The Bangladesh Power Development Board (PDB) revealed that it overpaid the Bangladesh Petroleum Corporation (BPC) by Tk 644 crore for furnace oil supplied to power plants over the last 18 months. During a recent public hearing, PDB officials highlighted that BPC consistently charged Tk 86 per litre for furnace oil, despite procurement costs fluctuating between Tk 57 and Tk 83 per litre monthly.
PDB emphasized that a pricing mechanism based on a weighted average of domestic and imported costs should be implemented instead of a fixed rate. According to Md Jahangir Alam Mollah, a PDB director, the cost of furnace oil at the state-owned Eastern Refinery should not exceed the global benchmark price known as Free on Board (FoB), which BPC currently surpasses.
The public hearing conducted by the Bangladesh Energy Regulatory Commission (BERC) focused on furnace oil pricing for the first time. PDB, as the major consumer of BPC’s furnace oil used in government oil-fired power plants, voiced concerns regarding the pricing structure.
The country’s furnace oil-based power generation capacity stands at 5,634 megawatts, constituting about 20 percent of the total capacity. BPC annually sells around 8-9 lakh tonnes of furnace oil, with a significant portion utilized by government-owned power plants. Despite receiving substantial government subsidies, PDB incurred a hefty loss due to selling electricity below production costs and acquiring furnace oil at inflated rates from a government entity.
Proposals were put forth by PDB to set the furnace oil price at Tk 50.83 per litre based on a comprehensive cost analysis, while BPC suggested a reduction to Tk 81 per litre.
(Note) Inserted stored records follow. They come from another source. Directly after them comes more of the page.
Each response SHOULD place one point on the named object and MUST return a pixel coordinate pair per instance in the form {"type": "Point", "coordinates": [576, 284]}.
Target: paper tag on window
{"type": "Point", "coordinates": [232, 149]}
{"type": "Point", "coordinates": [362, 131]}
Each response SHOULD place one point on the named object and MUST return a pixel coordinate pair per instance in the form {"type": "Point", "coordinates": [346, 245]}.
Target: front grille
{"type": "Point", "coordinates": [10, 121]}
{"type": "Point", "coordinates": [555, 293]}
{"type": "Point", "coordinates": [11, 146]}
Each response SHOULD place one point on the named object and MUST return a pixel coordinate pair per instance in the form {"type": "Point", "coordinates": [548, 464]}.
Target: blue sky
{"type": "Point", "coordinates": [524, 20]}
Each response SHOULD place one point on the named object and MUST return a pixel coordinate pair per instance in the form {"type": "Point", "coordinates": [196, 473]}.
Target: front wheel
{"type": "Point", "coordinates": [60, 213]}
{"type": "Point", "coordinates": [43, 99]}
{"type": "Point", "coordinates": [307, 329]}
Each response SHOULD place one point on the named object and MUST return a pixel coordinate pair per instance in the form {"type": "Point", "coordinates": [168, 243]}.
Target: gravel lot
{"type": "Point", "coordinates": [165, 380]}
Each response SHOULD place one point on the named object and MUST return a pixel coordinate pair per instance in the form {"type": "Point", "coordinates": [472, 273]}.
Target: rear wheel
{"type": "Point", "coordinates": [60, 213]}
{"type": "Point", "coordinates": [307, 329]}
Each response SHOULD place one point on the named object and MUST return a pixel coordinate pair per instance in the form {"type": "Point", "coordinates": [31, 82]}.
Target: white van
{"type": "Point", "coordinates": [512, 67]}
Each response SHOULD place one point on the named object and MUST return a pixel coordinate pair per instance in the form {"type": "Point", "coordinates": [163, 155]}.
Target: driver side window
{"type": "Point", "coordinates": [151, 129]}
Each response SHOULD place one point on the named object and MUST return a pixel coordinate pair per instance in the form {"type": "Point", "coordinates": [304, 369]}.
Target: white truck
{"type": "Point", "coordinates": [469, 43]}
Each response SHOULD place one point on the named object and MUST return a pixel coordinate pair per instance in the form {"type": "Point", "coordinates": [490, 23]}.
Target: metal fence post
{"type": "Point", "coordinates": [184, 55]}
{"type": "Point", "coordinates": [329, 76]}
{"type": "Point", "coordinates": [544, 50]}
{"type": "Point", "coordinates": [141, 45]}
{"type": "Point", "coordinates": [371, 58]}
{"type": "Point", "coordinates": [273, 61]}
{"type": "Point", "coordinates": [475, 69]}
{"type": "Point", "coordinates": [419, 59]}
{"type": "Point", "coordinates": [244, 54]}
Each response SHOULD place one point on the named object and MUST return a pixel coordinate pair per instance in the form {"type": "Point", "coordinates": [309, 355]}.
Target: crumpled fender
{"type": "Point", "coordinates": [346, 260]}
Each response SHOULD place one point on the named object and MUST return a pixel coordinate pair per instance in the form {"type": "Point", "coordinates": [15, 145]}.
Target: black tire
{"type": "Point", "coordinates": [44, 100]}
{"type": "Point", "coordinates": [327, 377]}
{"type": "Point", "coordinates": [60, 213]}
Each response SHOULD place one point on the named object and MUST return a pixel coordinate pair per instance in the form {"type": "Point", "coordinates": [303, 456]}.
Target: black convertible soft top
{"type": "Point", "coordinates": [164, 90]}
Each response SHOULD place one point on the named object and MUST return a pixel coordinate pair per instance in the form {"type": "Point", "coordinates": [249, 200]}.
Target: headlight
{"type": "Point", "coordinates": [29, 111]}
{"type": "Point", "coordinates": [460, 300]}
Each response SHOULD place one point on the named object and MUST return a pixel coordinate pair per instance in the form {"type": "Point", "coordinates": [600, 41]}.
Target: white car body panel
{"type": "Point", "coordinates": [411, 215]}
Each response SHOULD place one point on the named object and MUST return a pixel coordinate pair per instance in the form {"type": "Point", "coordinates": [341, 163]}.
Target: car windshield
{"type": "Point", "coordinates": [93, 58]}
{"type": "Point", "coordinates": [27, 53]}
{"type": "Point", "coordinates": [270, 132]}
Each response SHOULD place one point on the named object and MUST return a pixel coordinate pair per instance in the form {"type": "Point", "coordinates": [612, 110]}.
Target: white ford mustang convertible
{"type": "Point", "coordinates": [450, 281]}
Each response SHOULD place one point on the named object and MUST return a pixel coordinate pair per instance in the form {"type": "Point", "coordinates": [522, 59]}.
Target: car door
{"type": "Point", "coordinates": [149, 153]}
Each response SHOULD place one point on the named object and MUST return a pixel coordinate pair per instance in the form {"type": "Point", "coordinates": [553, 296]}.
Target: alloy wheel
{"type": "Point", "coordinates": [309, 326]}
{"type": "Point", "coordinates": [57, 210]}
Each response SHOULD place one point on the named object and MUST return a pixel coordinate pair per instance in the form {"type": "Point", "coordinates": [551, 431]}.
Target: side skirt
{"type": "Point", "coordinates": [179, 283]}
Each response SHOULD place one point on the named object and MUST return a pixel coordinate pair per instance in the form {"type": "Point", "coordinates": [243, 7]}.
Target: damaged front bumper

BERC’s technical evaluation committee recommended a price of Tk 74.04 per litre.
PDB Chairman Md Rezaul Karim stressed the need for adjustments in power generation costs to shield consumers from escalating fuel expenses. He underlined the importance of ensuring fairness among companies involved in the fuel supply chain.
BPC’s General Manager (Accounts) ATM Selim noted that the global price referenced by PDB lacked consideration for additional costs like duties and charges. Furthermore, BPC and distributor companies proposed higher distribution margins, citing operational losses despite overall profitability.
During discussions, it was revealed that companies distributed significant profit bonuses and dividends to shareholders, emphasizing that the bulk of earnings came from non-operating segments rather than core business activities.
BERC Chairman Abdul Jalil assured a thorough review of all data and evidence to reach a fair decision. Stakeholders have until February 3 to submit written statements before BERC announces its final determination.